I’ve been a fan of Rainer Popp’s Tricklocks for a while now, so the initial rumours of a new puzzle were cause for a little celebration. Enthusiastic comments from someone who’s seen a prototype adds to the anticipation. Speculation on a possible release date seems to be settling down to coincide with a Lock Collectors’ meeting and then someone spots an update on Rainer’s website with pictures of the impending T8, and it looks absolutely FAB!
It’s an unusual shape, looking like a lowercase “d” and in a bit of a departure from his usual materials, this puzzle is mainly stainless steel. The pictures didn’t really tell you much – there appeared to be a couple of small buttons on the main shaft and something sticking out of the end of the shaft that looked “interesting” (read: probably worth exploring when you get your paws on one!).
Knowing that Wil Strijbos would have some in stock, I’d asked him to reserve one for me and let me know when they were available, so I was quite surprised and rather delighted, when one appeared on my breakfast table shortly after MPP12. [Don’t ask, I won’t tell!]

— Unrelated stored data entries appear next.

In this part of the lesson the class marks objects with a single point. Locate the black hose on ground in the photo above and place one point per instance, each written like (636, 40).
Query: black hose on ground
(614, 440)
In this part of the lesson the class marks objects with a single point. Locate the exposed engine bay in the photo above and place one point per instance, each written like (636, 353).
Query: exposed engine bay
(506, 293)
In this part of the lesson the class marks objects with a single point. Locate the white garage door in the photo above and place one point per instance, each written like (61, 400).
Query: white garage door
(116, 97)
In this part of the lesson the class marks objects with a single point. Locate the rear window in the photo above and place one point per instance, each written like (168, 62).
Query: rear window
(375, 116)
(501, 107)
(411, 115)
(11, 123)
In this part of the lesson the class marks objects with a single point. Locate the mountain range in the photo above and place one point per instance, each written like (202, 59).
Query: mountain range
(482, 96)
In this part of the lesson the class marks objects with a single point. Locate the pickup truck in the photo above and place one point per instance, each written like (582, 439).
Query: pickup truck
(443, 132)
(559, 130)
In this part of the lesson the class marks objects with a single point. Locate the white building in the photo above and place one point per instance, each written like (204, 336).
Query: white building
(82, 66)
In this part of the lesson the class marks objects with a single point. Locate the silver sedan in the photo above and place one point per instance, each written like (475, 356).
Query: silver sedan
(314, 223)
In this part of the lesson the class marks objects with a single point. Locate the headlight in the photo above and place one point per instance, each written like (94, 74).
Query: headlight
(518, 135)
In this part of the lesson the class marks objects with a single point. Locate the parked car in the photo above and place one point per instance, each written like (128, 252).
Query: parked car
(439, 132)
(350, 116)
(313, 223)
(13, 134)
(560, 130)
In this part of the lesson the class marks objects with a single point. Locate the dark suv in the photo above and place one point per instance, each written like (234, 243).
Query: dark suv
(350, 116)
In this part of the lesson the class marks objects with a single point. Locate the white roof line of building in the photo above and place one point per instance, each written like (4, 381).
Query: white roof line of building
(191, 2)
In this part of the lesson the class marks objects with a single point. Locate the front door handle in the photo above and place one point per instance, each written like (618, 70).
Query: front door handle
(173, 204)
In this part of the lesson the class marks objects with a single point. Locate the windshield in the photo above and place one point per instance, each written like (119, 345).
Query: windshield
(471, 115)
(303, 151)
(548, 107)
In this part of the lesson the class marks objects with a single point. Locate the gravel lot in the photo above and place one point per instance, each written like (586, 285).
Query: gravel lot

The T8 is a proper, heavy lock – there is no chance of jimmying it or opening it any other way than the one that Rainer intended. In common with the T3 – my favourite Tricklock, this lock too has no key and is totally self-contained. The shiny stainless steel shackle protrudes through the main shaft on the one side and locks securely into the shaft at the other side. Rainer’s customary logo along with the locks ‘T8’ designation appear on the one end of the shaft and the other end has an interesting little brass knob protruding from the end of the steel shaft – which in turn has a small sprung button poking out of the end of it.

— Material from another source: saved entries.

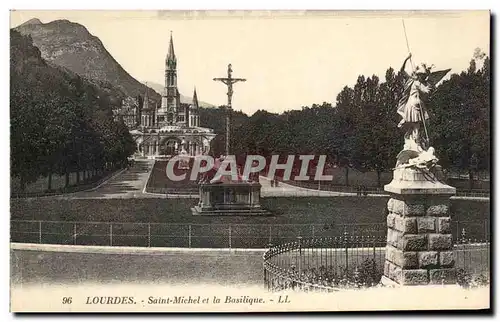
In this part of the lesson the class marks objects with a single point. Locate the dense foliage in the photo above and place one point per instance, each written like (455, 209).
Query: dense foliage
(60, 122)
(360, 130)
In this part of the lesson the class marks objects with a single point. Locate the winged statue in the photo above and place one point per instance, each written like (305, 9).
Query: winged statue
(413, 111)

After dispensing with my croissants and orange juice, I begin to fiddle around with it, finding one or two interesting little things to do, and then nothing … at which point Louis mentions that it took him a while to solve his copy and all hope of solving it any time soon evaporates!
I spend a while fiddling around and I’m pretty certain that I understand the first few steps thoroughly, but cannot for the life of me see where to go next…
I put it aside for a while and switch to something else while I wait for inspiration to strike … it’s a lonely wait!
I end up spending a couple of hours getting nowhere spread over a couple of days. My theories and experiments become more and more obtuse until I’m experimenting trying some theories that would be totally out of place on a quality puzzle such as this one – but I’m running out of ideas…
Eventually I spot something unusual happening while I’m idly fiddling with it and that leads me onto an entirely new avenue of discovery – and I have it open for the first time in two days… but even when it’s open, it doesn’t give you any further clues to the locking mechanism – in fact it’s the lack of clues that provides a clue… !
A few more minutes of experimentation and I’ve worked out how to lock and unlock it efficiently – and it’s an excellent puzzle. The mechanism isn’t widely used and is so well disguised that it should take you a while to recognise the signs and work out how to get around it … an excellent addition to Rainer’s series of puzzle locks.